When the Ukrainian flag is finally raised in Andriivka, it flutters above rubble, the village razed by the retreating Russian army. “What is a flag if not a symbol?” says Chernov. “A flag is just a cloth with two colours, blue for sky and yellow for wheat. But raised over a village it gives hope to a nation. They are liberating names. Yes, you can destroy a village, but you cannot destroy hope.
“The picture of the flag raised over the village is more important than the actual flag raised over the village,” he continues. “Multiply that to the power of cinema, that can preserve that symbol in time. You realise that the village, you can rebuild.”
After premiering at Sundance, where it won the directing award for World Cinema Documentary, 2000 Meters To Andriivka screened at CPH:DOX and a swathe of other festivals.
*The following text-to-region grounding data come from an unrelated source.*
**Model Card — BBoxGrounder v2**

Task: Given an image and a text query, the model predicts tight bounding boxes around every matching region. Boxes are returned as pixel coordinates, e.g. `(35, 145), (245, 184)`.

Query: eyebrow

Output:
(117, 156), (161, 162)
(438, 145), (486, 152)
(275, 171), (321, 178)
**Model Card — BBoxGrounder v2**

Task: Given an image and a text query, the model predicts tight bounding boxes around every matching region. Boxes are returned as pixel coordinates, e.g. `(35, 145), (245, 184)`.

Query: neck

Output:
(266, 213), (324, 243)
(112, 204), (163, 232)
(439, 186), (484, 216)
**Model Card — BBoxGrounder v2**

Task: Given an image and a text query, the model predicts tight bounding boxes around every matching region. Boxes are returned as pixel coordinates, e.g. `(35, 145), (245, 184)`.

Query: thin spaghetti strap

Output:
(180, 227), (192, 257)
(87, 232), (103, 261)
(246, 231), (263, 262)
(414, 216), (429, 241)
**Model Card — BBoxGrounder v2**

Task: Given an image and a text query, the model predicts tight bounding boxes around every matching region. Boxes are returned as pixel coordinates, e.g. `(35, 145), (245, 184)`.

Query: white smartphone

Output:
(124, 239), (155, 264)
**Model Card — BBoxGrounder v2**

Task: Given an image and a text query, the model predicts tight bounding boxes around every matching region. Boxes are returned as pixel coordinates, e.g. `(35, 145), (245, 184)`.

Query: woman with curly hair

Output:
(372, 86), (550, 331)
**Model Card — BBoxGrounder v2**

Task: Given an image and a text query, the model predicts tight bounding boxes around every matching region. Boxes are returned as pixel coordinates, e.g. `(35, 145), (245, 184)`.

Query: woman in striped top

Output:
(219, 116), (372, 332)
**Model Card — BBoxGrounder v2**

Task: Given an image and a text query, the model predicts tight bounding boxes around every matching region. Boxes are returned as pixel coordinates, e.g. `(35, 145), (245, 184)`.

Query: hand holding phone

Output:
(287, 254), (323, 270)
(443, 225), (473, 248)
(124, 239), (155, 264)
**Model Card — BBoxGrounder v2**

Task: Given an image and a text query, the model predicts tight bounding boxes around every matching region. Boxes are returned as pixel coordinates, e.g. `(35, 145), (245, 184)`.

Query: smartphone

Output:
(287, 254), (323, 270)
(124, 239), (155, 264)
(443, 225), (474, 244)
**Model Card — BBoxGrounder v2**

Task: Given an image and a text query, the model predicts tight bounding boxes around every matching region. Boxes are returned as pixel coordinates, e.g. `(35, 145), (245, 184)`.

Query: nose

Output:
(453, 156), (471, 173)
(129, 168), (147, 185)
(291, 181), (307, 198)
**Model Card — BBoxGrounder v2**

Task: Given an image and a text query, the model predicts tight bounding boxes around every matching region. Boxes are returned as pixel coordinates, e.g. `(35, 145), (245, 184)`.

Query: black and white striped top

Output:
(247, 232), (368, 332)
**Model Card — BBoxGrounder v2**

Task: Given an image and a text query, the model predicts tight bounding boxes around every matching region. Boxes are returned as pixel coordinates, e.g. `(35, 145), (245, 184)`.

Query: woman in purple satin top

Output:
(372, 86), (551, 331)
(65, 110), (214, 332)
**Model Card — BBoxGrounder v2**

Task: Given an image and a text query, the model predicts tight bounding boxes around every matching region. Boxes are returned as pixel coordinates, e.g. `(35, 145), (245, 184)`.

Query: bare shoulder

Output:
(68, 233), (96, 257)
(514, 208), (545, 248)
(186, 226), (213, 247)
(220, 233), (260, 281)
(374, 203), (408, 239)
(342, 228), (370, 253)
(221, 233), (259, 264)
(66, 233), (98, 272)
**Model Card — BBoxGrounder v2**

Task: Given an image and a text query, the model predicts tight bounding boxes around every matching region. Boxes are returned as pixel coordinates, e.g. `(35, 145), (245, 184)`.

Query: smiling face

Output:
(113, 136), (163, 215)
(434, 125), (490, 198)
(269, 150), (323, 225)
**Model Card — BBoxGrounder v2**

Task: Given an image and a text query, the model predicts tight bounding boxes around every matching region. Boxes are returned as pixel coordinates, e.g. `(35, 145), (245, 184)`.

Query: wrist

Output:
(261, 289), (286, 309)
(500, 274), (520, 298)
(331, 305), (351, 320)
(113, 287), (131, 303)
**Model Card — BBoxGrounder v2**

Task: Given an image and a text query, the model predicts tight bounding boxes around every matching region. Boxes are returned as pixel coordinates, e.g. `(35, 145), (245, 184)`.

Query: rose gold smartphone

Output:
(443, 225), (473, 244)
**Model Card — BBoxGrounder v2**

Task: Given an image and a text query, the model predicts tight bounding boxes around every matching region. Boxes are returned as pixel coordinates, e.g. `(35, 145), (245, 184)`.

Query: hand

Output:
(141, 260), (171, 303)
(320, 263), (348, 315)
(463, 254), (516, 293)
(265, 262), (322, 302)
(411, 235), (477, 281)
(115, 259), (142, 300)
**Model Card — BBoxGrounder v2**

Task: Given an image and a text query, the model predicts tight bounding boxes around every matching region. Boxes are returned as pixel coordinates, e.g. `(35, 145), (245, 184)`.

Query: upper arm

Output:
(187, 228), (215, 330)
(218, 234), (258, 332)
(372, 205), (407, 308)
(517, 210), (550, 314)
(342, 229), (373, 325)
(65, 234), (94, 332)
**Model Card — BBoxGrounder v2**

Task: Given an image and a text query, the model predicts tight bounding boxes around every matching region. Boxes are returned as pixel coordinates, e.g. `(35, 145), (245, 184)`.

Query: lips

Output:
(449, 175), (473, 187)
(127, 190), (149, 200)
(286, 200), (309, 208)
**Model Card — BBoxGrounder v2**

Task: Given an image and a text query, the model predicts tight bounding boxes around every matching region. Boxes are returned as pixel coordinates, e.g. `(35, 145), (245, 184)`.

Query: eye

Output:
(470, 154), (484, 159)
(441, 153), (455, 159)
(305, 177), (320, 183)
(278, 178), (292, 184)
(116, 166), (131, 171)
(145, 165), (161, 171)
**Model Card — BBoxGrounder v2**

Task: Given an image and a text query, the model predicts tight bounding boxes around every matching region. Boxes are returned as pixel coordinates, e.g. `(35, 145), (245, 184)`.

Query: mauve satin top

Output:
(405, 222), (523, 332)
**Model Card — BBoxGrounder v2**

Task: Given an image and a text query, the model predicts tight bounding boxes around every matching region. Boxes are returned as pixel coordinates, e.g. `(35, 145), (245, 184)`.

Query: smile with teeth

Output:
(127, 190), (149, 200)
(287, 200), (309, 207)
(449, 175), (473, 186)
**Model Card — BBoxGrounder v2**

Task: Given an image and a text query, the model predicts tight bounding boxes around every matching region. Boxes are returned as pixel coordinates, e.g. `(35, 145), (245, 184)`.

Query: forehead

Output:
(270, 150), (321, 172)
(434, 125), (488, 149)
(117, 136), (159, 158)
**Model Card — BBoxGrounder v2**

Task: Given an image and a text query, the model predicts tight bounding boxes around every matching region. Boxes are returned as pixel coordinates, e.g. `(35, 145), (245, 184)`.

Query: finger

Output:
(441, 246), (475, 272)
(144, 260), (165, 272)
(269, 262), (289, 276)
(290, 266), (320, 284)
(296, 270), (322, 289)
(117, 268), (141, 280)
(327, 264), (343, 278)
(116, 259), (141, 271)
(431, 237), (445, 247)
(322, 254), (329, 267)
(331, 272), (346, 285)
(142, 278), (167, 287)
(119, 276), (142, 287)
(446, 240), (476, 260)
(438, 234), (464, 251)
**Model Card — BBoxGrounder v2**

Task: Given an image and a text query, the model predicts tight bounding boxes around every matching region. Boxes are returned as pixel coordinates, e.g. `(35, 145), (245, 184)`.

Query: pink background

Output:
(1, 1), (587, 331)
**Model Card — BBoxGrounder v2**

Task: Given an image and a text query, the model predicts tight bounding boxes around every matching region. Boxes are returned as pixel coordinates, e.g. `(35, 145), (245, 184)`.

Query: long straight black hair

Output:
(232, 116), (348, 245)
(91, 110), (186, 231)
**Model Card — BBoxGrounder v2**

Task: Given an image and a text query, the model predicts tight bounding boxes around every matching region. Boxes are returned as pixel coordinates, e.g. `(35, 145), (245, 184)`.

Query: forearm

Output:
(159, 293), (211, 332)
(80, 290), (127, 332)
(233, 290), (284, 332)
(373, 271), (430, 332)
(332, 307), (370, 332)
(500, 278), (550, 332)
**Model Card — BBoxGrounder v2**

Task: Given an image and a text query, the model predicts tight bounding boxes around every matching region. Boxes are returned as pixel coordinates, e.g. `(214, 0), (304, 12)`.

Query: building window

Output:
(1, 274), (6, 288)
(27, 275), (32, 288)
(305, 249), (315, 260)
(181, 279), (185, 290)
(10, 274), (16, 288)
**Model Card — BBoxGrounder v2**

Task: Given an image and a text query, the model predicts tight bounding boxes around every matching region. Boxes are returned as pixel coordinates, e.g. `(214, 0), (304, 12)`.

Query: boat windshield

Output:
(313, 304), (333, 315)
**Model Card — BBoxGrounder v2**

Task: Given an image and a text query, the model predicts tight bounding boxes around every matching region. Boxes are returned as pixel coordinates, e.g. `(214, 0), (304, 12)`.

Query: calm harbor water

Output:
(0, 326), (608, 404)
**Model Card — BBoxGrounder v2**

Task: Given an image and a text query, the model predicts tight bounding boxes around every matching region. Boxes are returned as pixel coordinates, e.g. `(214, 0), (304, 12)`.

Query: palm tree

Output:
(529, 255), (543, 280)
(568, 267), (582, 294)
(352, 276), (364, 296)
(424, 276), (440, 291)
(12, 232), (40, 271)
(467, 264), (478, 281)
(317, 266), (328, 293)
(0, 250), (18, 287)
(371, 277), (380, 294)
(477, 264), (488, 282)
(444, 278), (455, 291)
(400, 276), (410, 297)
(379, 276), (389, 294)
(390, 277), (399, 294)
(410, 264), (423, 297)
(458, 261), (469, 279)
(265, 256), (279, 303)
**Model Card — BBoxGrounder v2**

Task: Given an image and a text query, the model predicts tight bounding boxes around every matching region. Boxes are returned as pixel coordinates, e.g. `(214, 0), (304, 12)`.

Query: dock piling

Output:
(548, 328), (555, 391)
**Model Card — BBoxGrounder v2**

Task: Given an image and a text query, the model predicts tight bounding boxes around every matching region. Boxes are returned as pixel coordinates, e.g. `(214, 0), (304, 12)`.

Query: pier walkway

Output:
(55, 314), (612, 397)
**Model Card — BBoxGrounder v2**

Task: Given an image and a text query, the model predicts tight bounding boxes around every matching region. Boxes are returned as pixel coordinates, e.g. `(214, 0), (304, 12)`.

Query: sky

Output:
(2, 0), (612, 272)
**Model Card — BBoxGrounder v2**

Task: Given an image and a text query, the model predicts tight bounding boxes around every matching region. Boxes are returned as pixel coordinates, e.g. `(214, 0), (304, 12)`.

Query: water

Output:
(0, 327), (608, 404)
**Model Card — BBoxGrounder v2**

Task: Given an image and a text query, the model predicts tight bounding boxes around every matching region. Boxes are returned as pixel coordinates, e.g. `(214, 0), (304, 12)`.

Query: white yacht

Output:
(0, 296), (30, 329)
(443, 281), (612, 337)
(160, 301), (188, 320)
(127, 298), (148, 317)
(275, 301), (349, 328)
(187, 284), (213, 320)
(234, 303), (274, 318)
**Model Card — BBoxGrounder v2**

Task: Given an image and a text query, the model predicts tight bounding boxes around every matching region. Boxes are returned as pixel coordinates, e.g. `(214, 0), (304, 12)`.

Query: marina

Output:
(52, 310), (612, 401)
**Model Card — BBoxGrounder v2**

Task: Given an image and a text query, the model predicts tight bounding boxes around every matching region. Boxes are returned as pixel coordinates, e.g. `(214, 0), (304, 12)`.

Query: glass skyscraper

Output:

It was released by PBS Distribution in North America and Dogwoof in the UK. Chernov again finds himself in the world of red carpets and cocktails, though he is adamant that the importance of awards lies solely in getting eyes on the film.
“There was a huge interest in Ukrainian films at the beginning [of the war],” says Chernov. “Now a film being Ukrainian is almost harmful because people suppose it is going to be propaganda, which it isn’t, and they say, ‘We’ve already seen everything, so why would I watch another Ukrainian film?’”
A third feature is underway, this one located, in part, in the political sphere. “As with any good documentary, we don’t know exactly what it’s going to be about until the last shot,” says Chernov. “My dream is for it to be a film about the end of the war. And it will definitely have a political perspective because that is the focus of the world right now, and that is the perspective that will be interesting to tell, that we haven’t seen yet. But you cannot talk about politics without going back to the frontline or the cities that have been bombed.”
Chernov was in the Oval Office in February when Donald Trump and vice president JD Vance berated Ukraine’s president Volodymyr Zelenskyy for a perceived lack of respect.
“I was in the room,” nods Chernov, “but so were many other cameras. There’s nothing exclusive in that scene. But from a storytelling point of view, I am telling my films from my perspective, so it’s important to speak [to] how it felt. I’m happy I was there, even though it was terrifying, sad and frustrating. But nothing about war is easy or fun, neither in the military or political space.”